As time went on I then recieved a letter in 2005 from Medtronic to contact my Dr about certain defects regarding my device. I spoke with my Dr and he said that I need to schedule a replacement surgery pronto. What these mega companies and these defense lawyers are not getting is that being told that your device is being recalled is something that is very depressing. I then looked into my situation and thought I can’t let this get me down. And I moved on.
I want to say about a couple months after my replacement surgery which took a couple of months to heal and is a life threatening procedure. I saw a news report stating that Medtronic new about the defective devices and still put them out there for profit. And then was paying doctors kickbacks to help promote there products.
Recieving this info put me in a state of depression. I looked at the situation like if I can’t trust my own doctor who can I trust. Medtronic made billions off the people by selling the people defective devices.
Medtronic argued that the federal Safe Medical Devices Act of 1990 preempted state law claims related to its products. “Medtronic thought that within one year, this litigation would be history because of preemption. Not the case. Rosenbaum ruled that the plaintiffs had raised triable issues of fact as to whether Medtronic had actual knowledge of the defect and hid that evidence from the FDA.
In his ruling, Rosenbaum wrote, “It defies logic, and flies in the face of Congress’s decision to impose a regime strictly regulating medical device manufacturers, to think Congress intended the result Medtronic advocates.”
Know with all this info on the table, it is an insult to the American public for these mega defense lawyers and mega corporations to think that they can do whatever they want to the people to gain profits. And it is another insult to know that the Bush administration is backing these corupt businesses. I’m wondering if Medtronic cut the Bush administration a check to join forces with them.
This issue is one of the biggest decisions the Supreme Court will ever have to face. Even with Judge Rosenbaum defending the people. Medtronic has equiped themselves with probably the best defense team put together. But with the edvidence against them its going to be a challenge for Medtronic to overcome these sticky charges. I am not looking for a big payday here I just want justice to be issued and Medtronic to be made the example of corupt business practises. To me Medtronic is worse than that well known Enron company.

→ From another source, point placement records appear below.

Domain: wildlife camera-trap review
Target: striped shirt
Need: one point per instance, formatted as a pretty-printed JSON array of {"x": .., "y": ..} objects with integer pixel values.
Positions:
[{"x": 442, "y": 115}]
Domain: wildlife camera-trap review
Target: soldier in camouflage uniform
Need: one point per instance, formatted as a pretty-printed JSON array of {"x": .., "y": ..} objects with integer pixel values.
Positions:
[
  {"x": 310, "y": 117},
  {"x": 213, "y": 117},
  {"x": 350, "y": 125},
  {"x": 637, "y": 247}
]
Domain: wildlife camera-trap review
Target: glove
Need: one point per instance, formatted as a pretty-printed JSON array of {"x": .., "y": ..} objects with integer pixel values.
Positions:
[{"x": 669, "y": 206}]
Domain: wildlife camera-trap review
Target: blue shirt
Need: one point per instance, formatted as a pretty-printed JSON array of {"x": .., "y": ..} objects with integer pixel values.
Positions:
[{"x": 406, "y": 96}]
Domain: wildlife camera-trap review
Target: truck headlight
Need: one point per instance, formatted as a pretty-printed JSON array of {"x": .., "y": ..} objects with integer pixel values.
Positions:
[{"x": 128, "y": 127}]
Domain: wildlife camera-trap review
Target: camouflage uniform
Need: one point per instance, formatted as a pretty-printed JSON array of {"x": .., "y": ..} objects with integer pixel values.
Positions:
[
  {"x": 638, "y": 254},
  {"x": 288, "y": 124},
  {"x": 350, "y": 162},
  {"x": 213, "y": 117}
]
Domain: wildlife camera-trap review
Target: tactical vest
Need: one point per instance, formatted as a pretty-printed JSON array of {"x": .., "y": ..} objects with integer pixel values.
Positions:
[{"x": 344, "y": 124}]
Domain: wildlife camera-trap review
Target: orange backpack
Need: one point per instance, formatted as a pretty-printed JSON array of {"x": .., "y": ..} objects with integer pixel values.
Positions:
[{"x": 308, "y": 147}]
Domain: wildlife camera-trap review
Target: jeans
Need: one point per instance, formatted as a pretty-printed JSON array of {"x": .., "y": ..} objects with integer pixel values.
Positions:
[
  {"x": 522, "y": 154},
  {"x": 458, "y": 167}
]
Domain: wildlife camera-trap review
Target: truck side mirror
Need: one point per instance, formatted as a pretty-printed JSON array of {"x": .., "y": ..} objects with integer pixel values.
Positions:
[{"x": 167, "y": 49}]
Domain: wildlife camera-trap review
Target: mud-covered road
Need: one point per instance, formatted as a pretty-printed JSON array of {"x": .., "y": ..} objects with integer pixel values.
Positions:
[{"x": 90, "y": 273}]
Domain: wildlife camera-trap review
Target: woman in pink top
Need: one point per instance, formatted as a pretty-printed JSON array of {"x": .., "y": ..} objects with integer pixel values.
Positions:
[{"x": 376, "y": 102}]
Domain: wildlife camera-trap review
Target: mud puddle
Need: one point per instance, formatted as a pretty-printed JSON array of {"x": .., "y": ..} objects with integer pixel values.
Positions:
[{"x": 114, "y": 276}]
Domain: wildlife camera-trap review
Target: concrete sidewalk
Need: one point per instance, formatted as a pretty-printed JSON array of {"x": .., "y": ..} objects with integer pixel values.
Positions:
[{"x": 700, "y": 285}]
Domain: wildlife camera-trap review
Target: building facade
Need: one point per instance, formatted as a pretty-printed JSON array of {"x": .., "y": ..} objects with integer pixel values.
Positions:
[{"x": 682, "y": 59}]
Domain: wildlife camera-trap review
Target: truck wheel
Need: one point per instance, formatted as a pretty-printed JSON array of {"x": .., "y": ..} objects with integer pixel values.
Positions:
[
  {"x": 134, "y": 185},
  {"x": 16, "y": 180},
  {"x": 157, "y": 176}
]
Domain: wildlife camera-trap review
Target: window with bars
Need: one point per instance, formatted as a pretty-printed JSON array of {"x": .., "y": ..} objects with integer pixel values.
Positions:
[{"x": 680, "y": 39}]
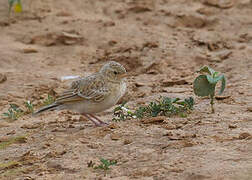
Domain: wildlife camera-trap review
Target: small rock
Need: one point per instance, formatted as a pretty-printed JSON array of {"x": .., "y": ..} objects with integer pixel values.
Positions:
[
  {"x": 244, "y": 135},
  {"x": 113, "y": 126},
  {"x": 249, "y": 108},
  {"x": 166, "y": 83},
  {"x": 158, "y": 119},
  {"x": 30, "y": 50},
  {"x": 232, "y": 126},
  {"x": 127, "y": 141},
  {"x": 223, "y": 4},
  {"x": 139, "y": 9},
  {"x": 31, "y": 126},
  {"x": 169, "y": 126},
  {"x": 222, "y": 97},
  {"x": 2, "y": 78}
]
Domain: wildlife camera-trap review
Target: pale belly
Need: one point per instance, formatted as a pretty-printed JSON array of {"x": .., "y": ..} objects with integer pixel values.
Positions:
[{"x": 95, "y": 107}]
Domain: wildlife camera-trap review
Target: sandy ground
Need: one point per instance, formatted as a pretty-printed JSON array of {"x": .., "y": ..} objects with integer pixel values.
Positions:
[{"x": 161, "y": 43}]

To me this reminds me of the biblical story of David and Goliath. May God be with all the victims.
Roger
Mr Noble has a valid point people, good luck.
laura
http://jaynesdays.blogspot.com/
This is a link to a blog that clearly explains the flawed reasoning that medical device and drug preemption advocates are dealing with. Far from being an all knowing, faultless administration, the FDA is actually fraught with corruption,lack of funds, overwork, and the inability to fully investigate and follow up on products they have approved for market. Should the public be expected to bow to the FDA’s decisions and be left with no recourse when, by the FDA’s own admission, they are a flawed administration?
Carol
http://jaynesdays.blogspot.com/
This is a link to a blog that clearly explains the flawed reasoning that medical device and drug preemption advocates are dealing with. Far from being an all knowing, faultless administration, the FDA is actually fraught with corruption,lack of funds, overwork, and the inability to fully investigate and follow up on products they have approved for market. Should the public be expected to bow to the FDA’s decisions and be left with no recourse when, by the FDA’s own admission, they are a flawed administration?